UK ruling on interchange fees adds to mounting pressure on the once cosy fiefdoms of two credit giants.

The credit card industry’s major players, in particular Visa and MasterCard, are coming under increasing attack as regulators label traditional practices as “overcharging” and question transparency, and as non-banks play an increasing role in new market segments, such as prepaid cards.

The squeeze on bank-owned Visa and MasterCard has been highlighted by the UK’s Office of Fair Trading (OFT) recently announcing that interchange fees charged by MasterCard’s UK members infringed competition rules (see p143). “This unduly high interchange fee was like a tax on UK consumers,” said the OFT chairman after a four-year investigation.

Although MasterCard strongly disagreed with the OFT’s findings, the cosy world of single set interchange fees is slowly unravelling not just in the UK, but also elsewhere. The industry’s billion-dollar secret is now being exposed. Australia’s Reserve Bank has led the charge in questioning and cutting interchange fees, the EU has followed to a lesser extent and Visa and MasterCard face major lawsuits in the US.

Interchange is important to a payment system because it facilitates growth. It also helps to overcome the key question of who comes first: the cardholder or the merchant. Without cardholders, merchants would have no incentive to accept credit cards and without merchants, cardholders would not carry cards.

Shifting sands

Today the old balances no longer apply as the conditions surrounding fees become more complex and variable. The relationship between fees and costs is changing and so, too, is the role of Visa and MasterCard.

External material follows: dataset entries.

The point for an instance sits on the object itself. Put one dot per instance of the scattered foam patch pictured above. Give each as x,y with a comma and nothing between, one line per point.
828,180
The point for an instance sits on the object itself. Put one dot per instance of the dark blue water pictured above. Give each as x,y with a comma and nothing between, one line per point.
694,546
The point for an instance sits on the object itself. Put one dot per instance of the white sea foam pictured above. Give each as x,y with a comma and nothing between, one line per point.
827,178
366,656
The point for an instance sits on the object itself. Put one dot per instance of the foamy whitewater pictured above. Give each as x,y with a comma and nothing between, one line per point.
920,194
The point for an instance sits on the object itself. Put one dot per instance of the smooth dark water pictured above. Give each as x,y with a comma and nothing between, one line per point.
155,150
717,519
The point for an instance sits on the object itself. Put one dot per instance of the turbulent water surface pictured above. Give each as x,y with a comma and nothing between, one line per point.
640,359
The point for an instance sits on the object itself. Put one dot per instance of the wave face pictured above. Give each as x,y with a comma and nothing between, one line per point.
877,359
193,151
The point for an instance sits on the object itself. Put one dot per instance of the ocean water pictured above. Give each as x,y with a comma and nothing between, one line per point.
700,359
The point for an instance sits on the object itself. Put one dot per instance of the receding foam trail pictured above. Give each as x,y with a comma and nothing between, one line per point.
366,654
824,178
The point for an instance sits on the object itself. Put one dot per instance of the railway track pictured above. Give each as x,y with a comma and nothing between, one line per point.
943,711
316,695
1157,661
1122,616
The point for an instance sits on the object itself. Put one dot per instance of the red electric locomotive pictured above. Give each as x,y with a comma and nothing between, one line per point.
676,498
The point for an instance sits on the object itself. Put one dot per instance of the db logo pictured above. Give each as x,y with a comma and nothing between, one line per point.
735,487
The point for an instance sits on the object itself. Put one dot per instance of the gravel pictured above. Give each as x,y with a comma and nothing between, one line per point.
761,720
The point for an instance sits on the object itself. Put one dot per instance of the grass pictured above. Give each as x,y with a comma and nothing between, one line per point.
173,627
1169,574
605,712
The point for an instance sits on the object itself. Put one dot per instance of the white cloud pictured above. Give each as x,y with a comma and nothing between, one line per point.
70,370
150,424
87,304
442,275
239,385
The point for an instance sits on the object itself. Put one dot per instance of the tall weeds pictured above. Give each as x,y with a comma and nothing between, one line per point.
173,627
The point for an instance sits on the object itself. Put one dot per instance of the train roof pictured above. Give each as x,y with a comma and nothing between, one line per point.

Similarly the growth of the non-bank role in the explosive prepaid card market is changing the way Visa and MasterCard work in this new growing market segment.

Change is likely to breed more change and analysts suggest that once the tight interchange fee structure disappears, or the price umbrella is broken, the banks’ loyalty to either Visa or MasterCard may disappear soon after.

Meanwhile, MasterCard announced plans in September for an initial public offering in the first quarter of 2006. The plan is to wind up with a company owned 49% by the public, 41% by its current financial members and 10% by a charitable foundation.

MasterCard says it is making the changes to keep pace with the times. Without doubt, for MasterCard and Visa the times definitely are a-changing.